The saffron crop grows up to 20 cm in height and is a bulbous perennial plant with rounded corms. It is the corm that farmers plant for the cultivation of saffron. Saffron or saffron flowers vary in colour from lilac to purple. The style is yellowish, while the stigmata are bright red. Farmers divide saffron flowers into three branches. The red coloured stigmas of the flowers are harvested and used for spice. Farming requires the most variety of equipment, which plays a major role in the processing of agriculture.

How to grow saffron

Start by planting the saffron bulbs. In saffron cultivation, the soil is one of the primary requirements. It can grow in loamy, loamy or calcareous soils. Gravel soil is also favourable for the cultivation of saffron. The soil does not need to have a good moisture retention capacity. Because saffron requires moderate amounts of moisture during the growth and extreme dryness in summer.

Growing saffron bulbs

Plant saffron bulbs 3-4 inches deep, and 3-4 inches apart. The deep depth is important, as the bulbs will multiply by growing new bulbs above the old ones.

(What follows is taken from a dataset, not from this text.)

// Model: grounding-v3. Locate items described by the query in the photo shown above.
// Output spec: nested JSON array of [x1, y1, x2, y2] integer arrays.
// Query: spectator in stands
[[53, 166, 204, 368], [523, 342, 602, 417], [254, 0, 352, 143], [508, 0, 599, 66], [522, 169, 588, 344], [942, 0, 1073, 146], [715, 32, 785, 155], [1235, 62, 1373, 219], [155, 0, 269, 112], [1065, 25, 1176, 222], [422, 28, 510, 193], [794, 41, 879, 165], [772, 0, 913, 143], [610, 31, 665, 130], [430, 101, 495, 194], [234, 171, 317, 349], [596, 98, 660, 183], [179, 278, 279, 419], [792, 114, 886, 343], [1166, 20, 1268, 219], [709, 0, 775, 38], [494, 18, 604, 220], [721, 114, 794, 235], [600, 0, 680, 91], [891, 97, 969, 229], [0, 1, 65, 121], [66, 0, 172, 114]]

If they’re planted to shallow there won’t be enough space for next year’s bulb to develop.
A few weeks after planting, the first thin grassy foliage will appear…

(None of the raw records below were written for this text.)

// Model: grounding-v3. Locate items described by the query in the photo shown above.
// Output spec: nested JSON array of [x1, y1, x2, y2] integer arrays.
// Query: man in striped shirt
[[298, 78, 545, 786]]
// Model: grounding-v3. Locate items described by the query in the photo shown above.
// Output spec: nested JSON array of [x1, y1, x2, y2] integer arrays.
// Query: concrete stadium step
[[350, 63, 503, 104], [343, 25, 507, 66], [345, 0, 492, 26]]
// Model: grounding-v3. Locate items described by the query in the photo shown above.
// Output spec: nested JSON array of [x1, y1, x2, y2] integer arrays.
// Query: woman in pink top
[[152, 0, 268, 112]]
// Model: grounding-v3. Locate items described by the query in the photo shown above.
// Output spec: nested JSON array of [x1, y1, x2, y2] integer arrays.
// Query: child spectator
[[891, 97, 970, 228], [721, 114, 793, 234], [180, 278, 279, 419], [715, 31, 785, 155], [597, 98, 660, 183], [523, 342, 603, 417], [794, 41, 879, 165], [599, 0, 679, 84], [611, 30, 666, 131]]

The first thin grassy foliage will appear

After the foliage is established, the saffron crocus bulbs will send up numerous pale purple flowers. It takes 5-8 weeks from planting for the first flowers to appear, but once they get started the flowers keep coming steadily for about 3 weeks. The prolific nature of the bulbs is important since each one only produces a few saffron threads.
The saffron plants will only be visible for a brief fall growing season, and after a few months, they’ll go dormant again until the following fall. There will be no trace of them whatsoever until that point.

It’s kind of impressive how many flowers a single bulb can put out

Propagating saffron bulbs

Saffron naturally multiplies beneath the soil, and new bulbs will develop atop the original bulb. They’ll keep growing up toward the surface until they’re just too shallow to stay healthy year-round. Every 4-6 years, dig up the saffron bulbs and break apart the older bulbs from the newly developed bulbs. Replant them all as you originally did, 3-4 inches deep and 3-4 inches apart. This will help avoid overcrowding and keep the saffron growing deep in the soil where it’s protected.

Propagating saffron bulbs

Harvesting Saffron

The first year after planting, the bulbs are still getting established and may not produce heavily. Generally, the 2nd and 3rd years crops are the heaviest, and then the bulbs are divided in the 4th year. In the 2nd and 3rd year, each bulb should produce roughly 6 to 9 flowers, each one with three precious saffron threads.
Generally, the whole flower is plucked in the field and then they’re brought indoors to delicately harvest the threads in a clean, dry environment. Harvest the flowers mid-morning, once the flowers are fully opened and any morning dew has dried.

Harvesting Saffron

Bring them indoors and then pluck out the saffron threads from each blossom. Saffron needs to be dried immediately to prevent spoilage, but since the threads are so small, they readily dry in a few hours in the sun. Place the fresh saffron threads in a warm, dry, well-ventilated sunny space for a few hours and they’ll naturally dry on their own.

Pluck out the saffron threads from each blossom

Once completely dry, store saffron in an airtight container.